If confirmed, Williams, who now serves as deputy chief of the department, will get the title of colonel. He’ll succeed Patrick Fleming, who retired Sunday and is now executive director of the state’s Gambling Control Board.

Williams, 47, told the committee he’s held almost every job in the state police except for detective and chief.

“I have been involved in every aspect of state police planning, organizing, staffing, directing, budgeting and managing,” Williams said. “Some issues I’ve dealt with at the command level involve helping develop five biennial budgets, working with criminal justice partners from all levels, negotiating contracts, developing policy, hiring and promoting of personnel and, unfortunately, the occasional disciplinary issue.”

In addition, he said, he’s written major operational plans and applied for millions of dollars in grants — and even prepared legislative testimony.

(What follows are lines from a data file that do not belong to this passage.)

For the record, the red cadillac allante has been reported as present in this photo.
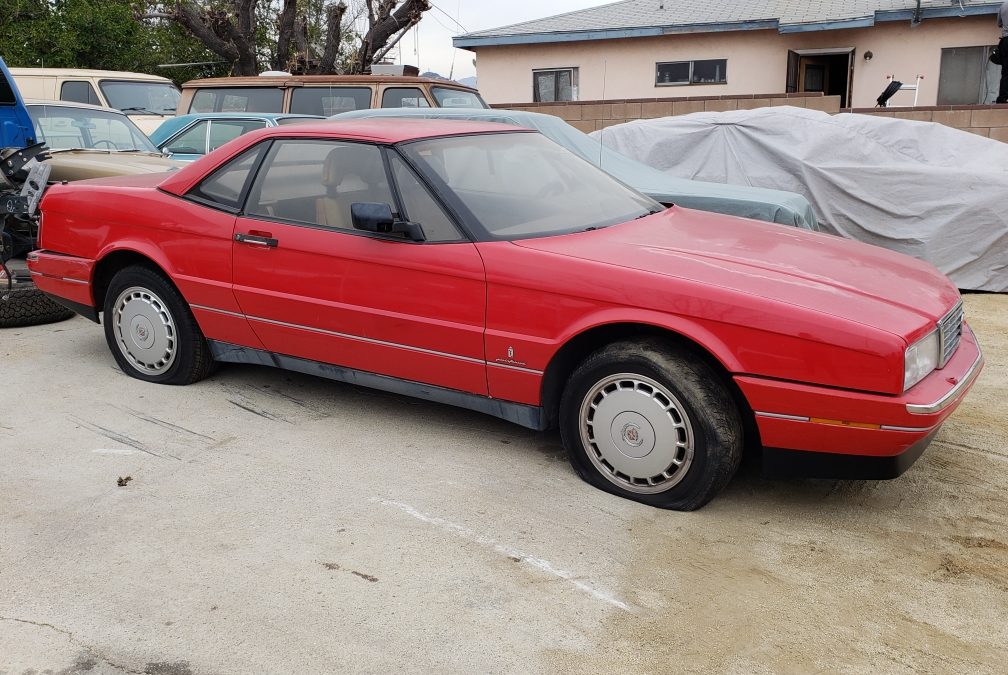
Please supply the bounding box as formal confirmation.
[29,120,983,510]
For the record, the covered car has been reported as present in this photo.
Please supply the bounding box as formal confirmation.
[329,108,818,230]
[596,107,1008,292]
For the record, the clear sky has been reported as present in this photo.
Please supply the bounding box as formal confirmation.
[391,0,612,80]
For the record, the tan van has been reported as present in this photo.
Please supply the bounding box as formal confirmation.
[10,68,178,134]
[178,75,489,117]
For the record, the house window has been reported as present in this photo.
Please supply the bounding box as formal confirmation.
[937,46,1001,106]
[532,68,578,103]
[654,58,728,87]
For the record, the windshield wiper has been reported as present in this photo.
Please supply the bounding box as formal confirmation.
[119,106,164,117]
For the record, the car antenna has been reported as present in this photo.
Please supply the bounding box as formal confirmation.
[599,58,609,168]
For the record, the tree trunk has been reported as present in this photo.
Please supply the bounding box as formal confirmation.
[316,0,347,75]
[354,0,430,73]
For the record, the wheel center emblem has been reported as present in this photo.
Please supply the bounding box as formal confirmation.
[623,422,644,447]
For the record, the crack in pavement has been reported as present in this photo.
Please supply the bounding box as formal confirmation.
[0,617,146,675]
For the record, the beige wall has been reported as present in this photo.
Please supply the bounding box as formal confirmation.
[476,16,999,107]
[505,94,1008,142]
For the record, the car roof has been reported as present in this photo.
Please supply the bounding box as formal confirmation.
[169,113,325,121]
[24,99,126,116]
[158,119,535,195]
[147,113,326,145]
[182,75,479,94]
[10,68,171,83]
[246,118,527,143]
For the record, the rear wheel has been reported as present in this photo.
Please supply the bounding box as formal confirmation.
[0,259,74,328]
[103,266,214,385]
[559,340,742,511]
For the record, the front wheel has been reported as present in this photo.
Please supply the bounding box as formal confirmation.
[103,266,214,385]
[559,339,742,511]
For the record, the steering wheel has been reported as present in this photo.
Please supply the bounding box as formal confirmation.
[535,179,564,199]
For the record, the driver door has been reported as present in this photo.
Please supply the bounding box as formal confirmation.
[233,139,487,395]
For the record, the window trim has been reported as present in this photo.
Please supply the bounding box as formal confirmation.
[204,117,270,155]
[371,86,429,110]
[292,84,375,118]
[182,85,289,115]
[382,146,476,244]
[233,136,459,246]
[182,141,275,216]
[59,80,99,106]
[532,65,581,103]
[654,56,728,87]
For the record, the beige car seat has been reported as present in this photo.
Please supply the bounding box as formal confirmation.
[316,144,395,230]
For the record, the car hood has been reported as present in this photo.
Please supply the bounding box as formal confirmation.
[47,150,183,180]
[514,207,959,340]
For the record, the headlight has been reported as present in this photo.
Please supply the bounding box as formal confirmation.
[903,330,938,391]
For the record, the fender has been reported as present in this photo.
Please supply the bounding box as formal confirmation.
[549,307,743,373]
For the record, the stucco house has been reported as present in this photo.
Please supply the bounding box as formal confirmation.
[454,0,1002,108]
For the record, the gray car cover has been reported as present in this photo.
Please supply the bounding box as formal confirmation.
[329,108,818,230]
[594,107,1008,292]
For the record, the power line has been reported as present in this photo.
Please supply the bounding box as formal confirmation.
[428,0,469,33]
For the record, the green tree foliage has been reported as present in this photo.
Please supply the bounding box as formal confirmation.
[0,0,230,83]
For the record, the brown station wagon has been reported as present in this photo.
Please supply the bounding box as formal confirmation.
[178,75,489,117]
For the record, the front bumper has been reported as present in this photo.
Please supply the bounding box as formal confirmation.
[735,324,984,479]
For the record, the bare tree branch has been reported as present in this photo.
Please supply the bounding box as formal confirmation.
[317,0,347,73]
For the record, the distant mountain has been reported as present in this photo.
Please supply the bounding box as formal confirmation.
[420,71,476,89]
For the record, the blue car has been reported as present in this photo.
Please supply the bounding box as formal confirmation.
[150,113,323,161]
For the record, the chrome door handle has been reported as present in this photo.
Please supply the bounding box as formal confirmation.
[235,232,279,249]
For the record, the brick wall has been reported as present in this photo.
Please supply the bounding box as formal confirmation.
[494,94,840,133]
[494,94,1008,142]
[844,106,1008,142]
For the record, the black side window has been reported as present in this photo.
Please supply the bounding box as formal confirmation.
[59,82,102,106]
[381,87,430,108]
[290,87,371,117]
[190,87,283,113]
[0,73,15,106]
[389,152,465,242]
[245,139,395,232]
[188,143,268,212]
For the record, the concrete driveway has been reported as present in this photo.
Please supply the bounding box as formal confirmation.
[0,295,1008,675]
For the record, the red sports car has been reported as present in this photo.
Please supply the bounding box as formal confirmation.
[30,120,983,509]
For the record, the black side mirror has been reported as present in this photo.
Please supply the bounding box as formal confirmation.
[350,201,426,242]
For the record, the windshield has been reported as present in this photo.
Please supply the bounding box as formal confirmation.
[99,80,181,116]
[28,105,157,152]
[430,87,490,108]
[402,132,663,240]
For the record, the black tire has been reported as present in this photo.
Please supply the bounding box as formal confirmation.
[559,339,743,511]
[103,266,214,385]
[0,280,75,328]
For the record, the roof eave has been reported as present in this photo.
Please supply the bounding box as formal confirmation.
[452,2,1001,49]
[452,19,777,49]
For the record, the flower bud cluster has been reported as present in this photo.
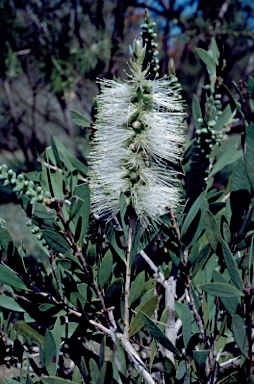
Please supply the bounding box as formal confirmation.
[0,164,50,204]
[89,40,185,227]
[186,94,225,200]
[141,11,160,80]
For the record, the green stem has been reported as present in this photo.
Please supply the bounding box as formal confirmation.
[123,219,134,339]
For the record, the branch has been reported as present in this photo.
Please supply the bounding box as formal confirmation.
[89,320,155,384]
[123,224,133,339]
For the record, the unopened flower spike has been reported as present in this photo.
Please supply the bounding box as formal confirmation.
[89,36,185,227]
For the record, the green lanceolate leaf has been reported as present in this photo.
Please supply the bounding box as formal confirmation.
[191,95,202,130]
[120,192,130,244]
[0,265,27,290]
[14,321,44,346]
[232,315,248,356]
[42,229,72,253]
[245,123,254,189]
[73,183,90,247]
[193,349,209,369]
[43,329,57,376]
[221,240,243,290]
[199,283,244,297]
[129,271,145,305]
[195,48,216,75]
[213,270,240,315]
[105,277,123,307]
[38,376,79,384]
[213,105,232,131]
[205,211,221,253]
[143,313,181,356]
[129,295,158,337]
[0,295,25,312]
[182,301,192,349]
[181,191,207,237]
[211,37,220,65]
[98,250,113,288]
[210,145,243,176]
[192,244,211,278]
[130,221,140,266]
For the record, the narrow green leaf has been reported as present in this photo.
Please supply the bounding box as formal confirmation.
[120,192,129,244]
[43,329,57,376]
[213,270,240,316]
[0,220,15,257]
[74,183,90,247]
[98,249,113,288]
[51,317,63,374]
[192,244,211,278]
[213,104,232,131]
[38,376,78,384]
[195,48,216,75]
[211,37,220,65]
[176,360,187,380]
[181,191,206,237]
[39,304,55,312]
[129,295,158,337]
[129,271,145,305]
[232,315,248,357]
[14,321,44,346]
[42,229,72,254]
[77,283,88,300]
[244,123,254,189]
[199,283,244,297]
[143,313,181,356]
[191,95,202,130]
[0,264,28,290]
[247,76,254,112]
[182,301,192,349]
[205,211,221,253]
[193,349,209,369]
[221,240,243,291]
[89,359,100,384]
[71,365,82,384]
[106,221,126,262]
[105,277,123,307]
[210,145,243,176]
[0,295,26,312]
[130,220,141,267]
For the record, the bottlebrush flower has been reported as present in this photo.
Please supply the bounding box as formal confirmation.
[89,40,185,227]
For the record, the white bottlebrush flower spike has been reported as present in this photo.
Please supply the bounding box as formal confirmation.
[89,41,184,227]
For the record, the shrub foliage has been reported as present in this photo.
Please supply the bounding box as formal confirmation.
[0,10,254,384]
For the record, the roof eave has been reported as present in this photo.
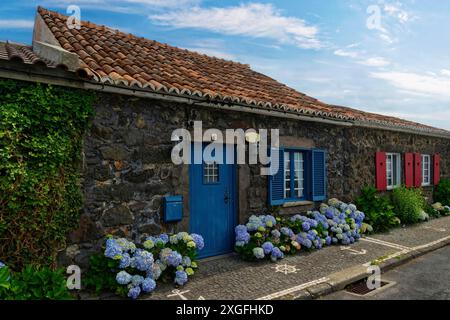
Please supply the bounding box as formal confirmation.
[0,61,450,139]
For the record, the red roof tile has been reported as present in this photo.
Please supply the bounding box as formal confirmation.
[0,7,450,135]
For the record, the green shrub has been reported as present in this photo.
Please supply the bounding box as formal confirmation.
[355,187,400,232]
[433,180,450,206]
[0,80,94,270]
[83,254,128,297]
[0,265,73,300]
[392,187,426,224]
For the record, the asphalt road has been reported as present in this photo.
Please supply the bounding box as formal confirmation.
[322,246,450,300]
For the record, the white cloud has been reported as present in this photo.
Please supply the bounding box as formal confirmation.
[380,31,398,44]
[42,0,197,13]
[334,49,391,67]
[383,2,411,23]
[370,72,450,99]
[334,49,359,58]
[358,57,391,67]
[440,69,450,76]
[0,19,34,29]
[149,3,321,49]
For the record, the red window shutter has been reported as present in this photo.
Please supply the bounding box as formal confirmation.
[405,153,414,188]
[375,152,387,191]
[414,153,422,187]
[433,154,441,185]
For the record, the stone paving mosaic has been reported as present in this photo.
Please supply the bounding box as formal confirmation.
[146,217,450,300]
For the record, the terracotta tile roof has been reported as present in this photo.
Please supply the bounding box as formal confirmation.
[0,7,450,135]
[0,42,56,68]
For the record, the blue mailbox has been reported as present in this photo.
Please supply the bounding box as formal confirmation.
[163,196,183,222]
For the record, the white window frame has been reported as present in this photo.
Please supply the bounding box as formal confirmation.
[386,152,402,190]
[422,154,431,186]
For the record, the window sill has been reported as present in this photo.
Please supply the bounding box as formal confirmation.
[283,200,314,208]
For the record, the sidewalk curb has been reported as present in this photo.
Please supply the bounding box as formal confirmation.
[278,237,450,300]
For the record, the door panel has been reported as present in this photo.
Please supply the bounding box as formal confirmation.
[189,144,236,258]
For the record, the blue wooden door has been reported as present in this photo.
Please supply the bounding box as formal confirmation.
[189,144,236,258]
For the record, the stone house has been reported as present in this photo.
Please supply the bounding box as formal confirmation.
[0,8,450,265]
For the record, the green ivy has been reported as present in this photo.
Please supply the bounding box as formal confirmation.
[355,187,400,232]
[0,265,74,300]
[0,80,95,270]
[392,187,426,224]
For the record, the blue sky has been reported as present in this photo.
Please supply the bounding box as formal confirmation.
[0,0,450,130]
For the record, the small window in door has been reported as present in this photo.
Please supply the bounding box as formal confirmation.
[203,162,219,184]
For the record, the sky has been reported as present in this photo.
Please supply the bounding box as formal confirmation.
[0,0,450,130]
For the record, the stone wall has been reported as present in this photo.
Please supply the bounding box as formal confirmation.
[61,94,450,267]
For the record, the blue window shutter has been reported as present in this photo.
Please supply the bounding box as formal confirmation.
[312,150,327,201]
[269,149,284,206]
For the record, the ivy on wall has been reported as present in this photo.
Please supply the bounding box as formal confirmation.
[0,80,95,269]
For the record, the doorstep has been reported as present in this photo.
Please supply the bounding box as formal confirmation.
[137,217,450,300]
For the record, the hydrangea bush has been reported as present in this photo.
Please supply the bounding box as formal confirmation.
[89,232,204,299]
[235,199,365,261]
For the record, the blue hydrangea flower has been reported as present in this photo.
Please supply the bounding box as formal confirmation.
[130,249,153,271]
[158,233,169,244]
[271,230,281,239]
[175,271,188,286]
[191,233,205,250]
[119,252,131,269]
[116,271,131,285]
[303,239,312,249]
[261,242,273,254]
[280,227,294,238]
[253,247,264,259]
[167,251,183,267]
[131,274,144,286]
[147,262,162,280]
[142,278,156,293]
[181,256,192,267]
[128,286,141,300]
[302,222,311,231]
[261,215,277,228]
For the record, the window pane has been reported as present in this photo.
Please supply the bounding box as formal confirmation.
[386,154,393,187]
[294,152,304,198]
[203,162,219,183]
[284,152,291,198]
[392,154,399,186]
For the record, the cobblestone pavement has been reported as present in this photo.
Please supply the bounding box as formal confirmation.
[322,246,450,300]
[144,217,450,300]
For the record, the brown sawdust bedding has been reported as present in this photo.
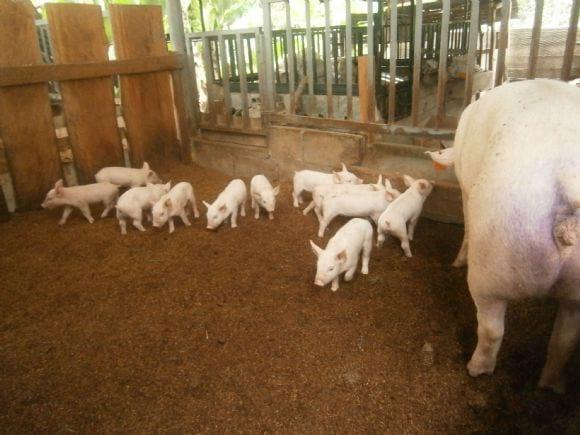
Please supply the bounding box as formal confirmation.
[0,166,580,433]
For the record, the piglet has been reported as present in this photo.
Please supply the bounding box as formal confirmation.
[318,189,400,237]
[203,179,248,230]
[42,180,119,225]
[292,163,363,207]
[117,182,171,234]
[250,175,280,219]
[310,218,373,291]
[95,162,161,187]
[377,175,433,257]
[152,181,199,234]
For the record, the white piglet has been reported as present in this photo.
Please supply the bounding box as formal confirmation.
[42,180,119,225]
[203,179,248,230]
[117,183,171,234]
[152,181,199,234]
[310,218,373,291]
[95,162,161,187]
[377,175,433,257]
[250,175,280,219]
[318,189,400,237]
[292,163,363,207]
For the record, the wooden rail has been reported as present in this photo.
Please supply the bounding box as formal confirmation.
[0,54,183,86]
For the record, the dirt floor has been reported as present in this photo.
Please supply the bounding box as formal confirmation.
[0,166,580,433]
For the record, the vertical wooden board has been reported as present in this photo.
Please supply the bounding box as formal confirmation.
[46,3,123,184]
[109,4,180,167]
[0,0,62,210]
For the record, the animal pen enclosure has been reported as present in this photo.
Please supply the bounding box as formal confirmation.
[0,0,580,433]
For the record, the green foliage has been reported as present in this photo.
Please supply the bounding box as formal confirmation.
[187,0,258,32]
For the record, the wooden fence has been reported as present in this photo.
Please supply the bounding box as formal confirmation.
[0,0,190,210]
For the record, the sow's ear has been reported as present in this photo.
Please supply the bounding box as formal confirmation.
[310,240,322,257]
[403,175,415,187]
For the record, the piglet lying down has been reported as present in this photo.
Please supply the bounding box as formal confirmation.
[42,180,119,225]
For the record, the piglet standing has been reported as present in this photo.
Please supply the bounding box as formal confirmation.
[42,180,119,225]
[310,218,373,291]
[377,175,433,257]
[292,163,363,207]
[250,175,280,219]
[95,162,161,187]
[117,182,171,234]
[152,181,199,234]
[203,179,248,230]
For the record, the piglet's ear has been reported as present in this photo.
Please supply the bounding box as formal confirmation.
[310,240,322,257]
[336,249,346,262]
[54,178,64,196]
[403,175,415,187]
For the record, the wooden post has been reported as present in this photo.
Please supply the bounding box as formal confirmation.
[560,0,580,81]
[495,0,511,86]
[285,0,296,113]
[388,0,399,124]
[46,3,123,184]
[202,36,216,124]
[262,0,276,111]
[0,0,62,210]
[236,32,250,128]
[218,33,232,125]
[528,0,544,79]
[411,0,423,127]
[368,0,375,122]
[109,4,182,167]
[344,0,354,119]
[324,0,333,118]
[167,0,197,161]
[436,0,451,127]
[357,56,375,122]
[463,0,479,107]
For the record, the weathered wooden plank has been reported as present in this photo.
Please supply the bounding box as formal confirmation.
[202,37,216,124]
[0,0,62,210]
[560,0,580,81]
[487,2,497,71]
[109,4,180,167]
[344,0,354,119]
[284,1,296,112]
[324,0,334,118]
[262,0,276,110]
[388,0,399,124]
[218,35,232,125]
[495,0,511,86]
[528,0,544,79]
[436,0,451,127]
[0,54,183,86]
[46,3,123,184]
[171,70,191,163]
[304,0,312,114]
[236,33,250,128]
[264,112,455,140]
[368,0,375,122]
[463,0,479,107]
[411,0,423,127]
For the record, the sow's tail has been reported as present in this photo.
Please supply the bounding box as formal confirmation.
[425,147,455,170]
[554,175,580,254]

Asked what his major challenges are, Williams said, “Keeping up with society.” He referred to the constant changes in technology, noting that most crimes today involve some kind of electronic device. Another challenge is keeping up with the changing law enforcement demands created by Maine’s growing elderly population.

County sheriffs, a representative of the Maine Chiefs of Police Association, the Maine State Troopers Association and others spoke in Williams’ support. No one opposed his appointment.